(Upon further-further thought, is it something like the following internal dialogue? “I care about people close to me. I also care about the fate of mankind. I know that the fate of mankind as a whole is far more important than the fate of the people close to me. Since I value internal consistency, in order for my caring-mechanism to be consistent, my care for the fate of mankind must be proportional to my care for the people close to me. Since my caring mechanism is incapable of actually computing such a proportionality, the next best thing is to be consciously aware of how much it should care if it were able, and act accordingly.”)
I care about self-consistency, but being self-consistent is something that must happen naturally; I can’t self-consistently say “This feeling is self-inconsistent, therefore I will change this feeling to be self-consistent”
I actually think that your internal dialogue was a pretty accurate representation of what I was failing to say. And as for self consistency having to be natural, I agree, but if you’re aware that you’re being inconsistent, you can still alter your actions to try and correct for that fact.
I care about self-consistency, but being self-consistent is something that must happen naturally; I can’t self-consistently say “This feeling is self-inconsistent, therefore I will change this feeling to be self-consistent”
… Oh.
Hm.
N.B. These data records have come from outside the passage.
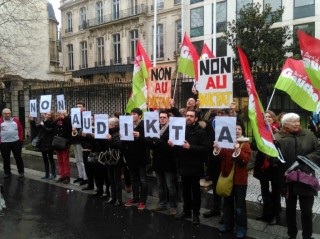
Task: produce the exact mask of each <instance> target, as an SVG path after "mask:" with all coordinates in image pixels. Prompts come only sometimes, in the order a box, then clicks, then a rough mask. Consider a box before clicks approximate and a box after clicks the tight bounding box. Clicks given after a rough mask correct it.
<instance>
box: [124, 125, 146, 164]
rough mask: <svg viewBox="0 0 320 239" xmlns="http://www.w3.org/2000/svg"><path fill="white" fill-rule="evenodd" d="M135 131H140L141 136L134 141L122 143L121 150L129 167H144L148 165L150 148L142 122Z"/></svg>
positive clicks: (136, 126)
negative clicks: (145, 133) (148, 147)
mask: <svg viewBox="0 0 320 239" xmlns="http://www.w3.org/2000/svg"><path fill="white" fill-rule="evenodd" d="M134 131H138V132H139V133H140V136H139V137H138V138H134V141H123V140H122V141H121V144H120V150H121V152H122V154H123V156H124V160H125V161H126V164H127V165H128V166H129V167H143V166H146V165H147V164H148V153H147V152H148V148H147V146H146V142H145V138H144V126H143V121H142V120H141V121H140V123H139V125H137V126H136V127H135V129H134Z"/></svg>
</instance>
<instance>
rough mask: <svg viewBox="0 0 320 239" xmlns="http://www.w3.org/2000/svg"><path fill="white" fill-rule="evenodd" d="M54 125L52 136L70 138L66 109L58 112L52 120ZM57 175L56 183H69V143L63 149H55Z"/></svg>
mask: <svg viewBox="0 0 320 239" xmlns="http://www.w3.org/2000/svg"><path fill="white" fill-rule="evenodd" d="M53 127H54V136H58V137H61V138H64V139H66V140H70V137H71V131H72V126H71V119H70V116H68V113H67V111H66V110H64V111H63V112H61V113H58V117H57V119H56V120H55V121H54V122H53ZM56 153H57V160H58V167H59V175H60V178H59V179H58V180H57V182H58V183H63V184H69V183H70V173H71V172H70V159H69V153H70V145H67V147H66V148H65V149H61V150H56Z"/></svg>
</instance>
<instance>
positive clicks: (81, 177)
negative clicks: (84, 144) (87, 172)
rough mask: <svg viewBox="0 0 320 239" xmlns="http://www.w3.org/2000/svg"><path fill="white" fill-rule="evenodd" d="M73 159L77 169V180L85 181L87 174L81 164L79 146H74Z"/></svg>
mask: <svg viewBox="0 0 320 239" xmlns="http://www.w3.org/2000/svg"><path fill="white" fill-rule="evenodd" d="M73 148H74V157H75V159H76V165H77V169H78V175H79V178H82V179H84V180H87V179H88V178H87V174H86V170H85V167H84V163H83V152H82V146H81V144H74V145H73Z"/></svg>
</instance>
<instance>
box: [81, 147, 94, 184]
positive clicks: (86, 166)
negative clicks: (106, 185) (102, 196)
mask: <svg viewBox="0 0 320 239" xmlns="http://www.w3.org/2000/svg"><path fill="white" fill-rule="evenodd" d="M82 153H83V164H84V169H85V170H86V174H87V177H88V187H94V170H95V169H94V168H95V166H94V164H92V163H88V156H89V154H90V153H91V152H90V151H83V152H82Z"/></svg>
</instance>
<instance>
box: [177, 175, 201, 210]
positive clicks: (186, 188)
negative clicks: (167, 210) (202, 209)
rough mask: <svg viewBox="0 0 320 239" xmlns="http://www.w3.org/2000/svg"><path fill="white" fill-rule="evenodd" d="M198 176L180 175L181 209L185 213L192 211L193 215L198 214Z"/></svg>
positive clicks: (199, 192)
mask: <svg viewBox="0 0 320 239" xmlns="http://www.w3.org/2000/svg"><path fill="white" fill-rule="evenodd" d="M199 181H200V176H187V175H181V183H182V196H183V211H184V212H185V213H191V210H192V212H193V216H199V215H200V206H201V192H200V182H199Z"/></svg>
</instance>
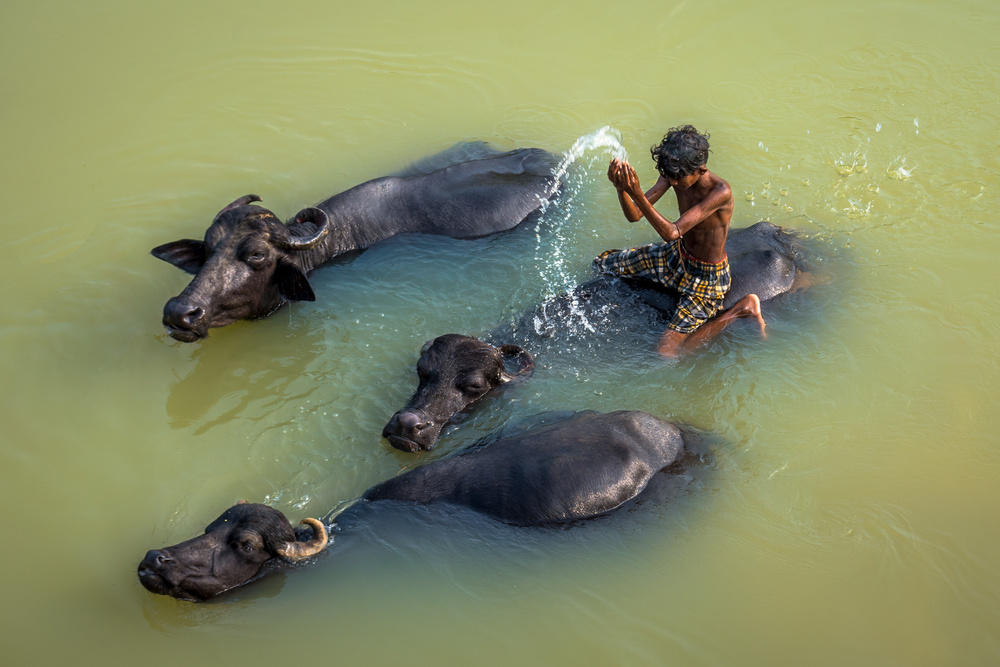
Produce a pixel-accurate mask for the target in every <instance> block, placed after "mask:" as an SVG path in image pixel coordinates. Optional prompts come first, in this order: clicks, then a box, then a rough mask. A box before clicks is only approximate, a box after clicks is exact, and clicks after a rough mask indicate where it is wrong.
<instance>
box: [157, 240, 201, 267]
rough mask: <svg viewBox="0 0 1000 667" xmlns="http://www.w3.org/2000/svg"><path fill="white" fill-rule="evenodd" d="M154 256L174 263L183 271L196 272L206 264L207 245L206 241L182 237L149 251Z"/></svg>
mask: <svg viewBox="0 0 1000 667" xmlns="http://www.w3.org/2000/svg"><path fill="white" fill-rule="evenodd" d="M149 252H150V254H152V255H153V257H156V258H157V259H162V260H163V261H164V262H167V263H168V264H173V265H174V266H176V267H177V268H178V269H180V270H181V271H187V272H188V273H191V274H196V273H198V272H199V271H201V267H203V266H205V255H206V247H205V242H204V241H195V240H192V239H181V240H180V241H174V242H172V243H164V244H163V245H161V246H156V247H155V248H153V249H152V250H150V251H149Z"/></svg>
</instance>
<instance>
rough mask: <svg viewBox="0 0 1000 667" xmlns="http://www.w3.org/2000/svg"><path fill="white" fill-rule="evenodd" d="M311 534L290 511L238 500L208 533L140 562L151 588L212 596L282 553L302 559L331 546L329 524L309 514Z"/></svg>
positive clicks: (139, 568)
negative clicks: (298, 529)
mask: <svg viewBox="0 0 1000 667" xmlns="http://www.w3.org/2000/svg"><path fill="white" fill-rule="evenodd" d="M302 523H303V524H304V525H308V526H309V527H310V528H312V536H311V537H310V538H308V539H305V540H299V539H297V538H296V535H295V530H294V529H293V528H292V525H291V524H290V523H289V522H288V519H286V518H285V515H284V514H282V513H281V512H279V511H278V510H276V509H274V508H272V507H268V506H267V505H257V504H253V503H240V504H238V505H233V506H232V507H230V508H229V509H228V510H226V511H225V512H223V513H222V515H221V516H220V517H219V518H218V519H216V520H215V521H213V522H212V523H210V524H209V525H208V527H207V528H205V534H204V535H199V536H198V537H195V538H193V539H190V540H188V541H187V542H181V543H180V544H177V545H175V546H172V547H165V548H163V549H154V550H152V551H149V552H148V553H147V554H146V557H145V558H143V559H142V562H141V563H139V568H138V574H139V582H140V583H141V584H142V585H143V586H145V587H146V589H147V590H149V591H151V592H153V593H159V594H160V595H169V596H171V597H175V598H178V599H181V600H193V601H198V600H207V599H208V598H210V597H213V596H215V595H218V594H219V593H222V592H223V591H227V590H229V589H230V588H235V587H236V586H240V585H242V584H245V583H247V582H248V581H251V580H253V579H254V578H256V577H257V575H258V574H260V573H261V570H262V569H263V568H264V565H265V564H266V563H267V562H268V561H270V560H272V559H277V558H283V559H286V560H291V561H298V560H302V559H304V558H308V557H310V556H315V555H316V554H318V553H319V552H321V551H323V549H325V548H326V546H327V543H328V541H329V537H328V534H327V531H326V527H325V526H324V525H323V523H322V522H320V521H319V520H317V519H304V520H303V521H302Z"/></svg>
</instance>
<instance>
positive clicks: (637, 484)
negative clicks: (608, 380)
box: [138, 411, 684, 600]
mask: <svg viewBox="0 0 1000 667" xmlns="http://www.w3.org/2000/svg"><path fill="white" fill-rule="evenodd" d="M539 421H540V420H539ZM683 446H684V439H683V437H682V435H681V432H680V431H679V430H678V429H677V427H675V426H674V425H672V424H670V423H667V422H665V421H662V420H660V419H657V418H656V417H653V416H651V415H648V414H645V413H642V412H626V411H622V412H612V413H607V414H600V413H597V412H592V411H584V412H578V413H575V414H573V415H571V416H569V417H565V418H561V419H560V418H554V419H553V421H551V422H550V423H543V424H542V425H536V426H534V427H531V428H527V429H525V430H523V431H521V432H520V433H516V434H514V435H511V436H510V437H506V438H502V439H500V440H497V441H495V442H493V443H491V444H488V445H486V446H484V447H480V448H475V449H472V450H470V451H468V452H466V453H462V454H459V455H457V456H451V457H449V458H445V459H440V460H438V461H434V462H432V463H429V464H427V465H425V466H423V467H420V468H416V469H414V470H410V471H408V472H405V473H403V474H401V475H397V476H396V477H393V478H391V479H389V480H387V481H385V482H382V483H381V484H378V485H376V486H374V487H372V488H370V489H368V490H367V491H366V492H365V493H364V495H363V496H362V497H361V504H362V507H361V508H359V511H362V510H363V506H364V505H367V504H369V503H375V502H380V501H385V500H392V501H403V502H406V503H420V504H431V503H443V504H449V505H455V506H461V507H466V508H469V509H471V510H474V511H476V512H479V513H481V514H484V515H486V516H489V517H492V518H493V519H496V520H498V521H502V522H504V523H507V524H511V525H515V526H532V525H542V524H552V523H564V522H570V521H575V520H579V519H586V518H589V517H594V516H597V515H601V514H605V513H607V512H610V511H611V510H614V509H616V508H618V507H620V506H621V505H623V504H625V503H627V502H628V501H630V500H632V499H633V498H635V497H637V496H638V495H639V494H640V493H642V491H643V490H644V489H645V488H646V486H647V484H649V482H650V479H651V478H652V477H653V475H655V474H656V473H657V472H658V471H660V470H663V469H664V468H666V467H667V466H669V465H670V464H671V463H673V462H674V461H675V460H676V459H677V458H678V456H679V455H680V453H681V452H682V450H683ZM345 516H347V515H346V514H345V515H341V517H340V522H341V523H343V522H344V521H346V519H345V518H344V517H345ZM352 516H354V517H355V518H357V517H358V513H357V512H355V513H353V514H352ZM306 522H308V524H309V525H310V526H311V527H312V534H311V535H309V536H303V537H301V538H299V537H296V535H295V532H294V530H293V528H292V526H291V524H290V523H289V522H288V520H287V519H286V518H285V516H284V515H283V514H282V513H281V512H279V511H278V510H275V509H273V508H270V507H268V506H266V505H255V504H239V505H235V506H233V507H231V508H229V509H228V510H226V511H225V512H224V513H223V514H222V515H221V516H220V517H219V518H218V519H216V520H215V521H213V522H212V523H211V524H209V526H208V527H207V528H206V529H205V534H204V535H201V536H199V537H195V538H194V539H191V540H188V541H186V542H182V543H181V544H178V545H176V546H173V547H166V548H163V549H157V550H153V551H150V552H148V553H147V554H146V557H145V558H144V559H143V560H142V562H141V563H140V564H139V568H138V575H139V581H140V582H141V583H142V585H143V586H145V587H146V588H147V589H148V590H150V591H152V592H153V593H160V594H163V595H170V596H173V597H175V598H180V599H183V600H205V599H208V598H210V597H212V596H214V595H217V594H219V593H222V592H223V591H226V590H229V589H231V588H233V587H235V586H240V585H242V584H245V583H247V582H249V581H252V580H253V579H255V578H257V577H258V576H259V575H260V574H261V573H262V570H263V569H264V566H265V564H267V563H268V562H269V561H272V560H275V559H286V560H300V559H302V558H306V557H308V556H312V555H315V554H317V553H319V551H321V550H322V549H323V548H324V547H325V546H326V545H327V543H328V533H327V530H326V527H325V526H324V525H323V524H322V522H320V521H318V520H316V519H307V520H306ZM304 523H305V522H304Z"/></svg>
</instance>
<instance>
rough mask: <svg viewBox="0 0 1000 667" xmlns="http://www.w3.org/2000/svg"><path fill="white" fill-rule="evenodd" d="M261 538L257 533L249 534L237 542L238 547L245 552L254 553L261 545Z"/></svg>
mask: <svg viewBox="0 0 1000 667" xmlns="http://www.w3.org/2000/svg"><path fill="white" fill-rule="evenodd" d="M261 546H262V545H261V541H260V538H259V537H257V536H256V535H247V536H245V537H243V538H241V539H239V540H238V541H237V542H236V547H237V548H238V549H239V550H240V551H242V552H243V553H247V554H252V553H253V552H254V551H256V550H258V549H260V547H261Z"/></svg>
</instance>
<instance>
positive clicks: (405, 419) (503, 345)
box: [382, 334, 535, 452]
mask: <svg viewBox="0 0 1000 667" xmlns="http://www.w3.org/2000/svg"><path fill="white" fill-rule="evenodd" d="M505 359H512V360H516V361H517V363H518V368H517V370H516V371H514V372H513V373H511V372H508V371H507V370H506V368H505V367H504V360H505ZM534 367H535V362H534V359H533V358H532V357H531V354H530V353H529V352H528V351H527V350H525V349H524V348H522V347H518V346H517V345H501V346H500V347H493V346H492V345H490V344H489V343H486V342H483V341H481V340H479V339H478V338H474V337H472V336H463V335H461V334H446V335H444V336H439V337H437V338H435V339H433V340H430V341H427V343H425V344H424V347H423V349H422V350H420V359H419V360H417V377H418V379H419V385H418V386H417V391H416V392H415V393H414V394H413V397H412V398H410V400H409V402H408V403H407V404H406V407H404V408H403V409H402V410H399V411H398V412H397V413H396V414H394V415H393V416H392V419H390V420H389V423H388V424H386V425H385V428H384V429H383V430H382V437H383V438H385V439H387V440H388V441H389V444H390V445H392V446H393V447H395V448H396V449H400V450H403V451H404V452H417V451H420V450H421V449H431V448H432V447H433V446H434V443H435V442H437V438H438V436H439V435H440V434H441V429H442V428H444V426H445V424H447V423H448V421H449V420H450V419H451V418H452V417H454V416H455V415H456V414H457V413H458V412H460V411H461V410H464V409H465V408H466V407H467V406H469V405H470V404H472V403H473V402H475V401H476V400H478V399H479V398H481V397H482V396H483V395H484V394H486V393H487V392H489V391H491V390H492V389H495V388H496V387H498V386H500V385H501V384H503V383H505V382H510V381H512V380H519V379H522V378H525V377H527V376H529V375H530V374H531V372H532V371H533V370H534Z"/></svg>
In that case, I think I’m still missing something fundamental.
I care about self-consistency because an inconsistent self is very strong evidence that I’m doing something wrong.
It’s not very likely that if I take the minimum steps to make the evidence of the error go away, I will make the error go away.
The general case of “find a self-inconsistency, make the minimum change to remove it” is not error-correcting.
I actually think that your internal dialogue was a pretty accurate representation of what I was failing to say. And as for self consistency having to be natural, I agree, but if you’re aware that you’re being inconsistent, you can still alter your actions to try and correct for that fact.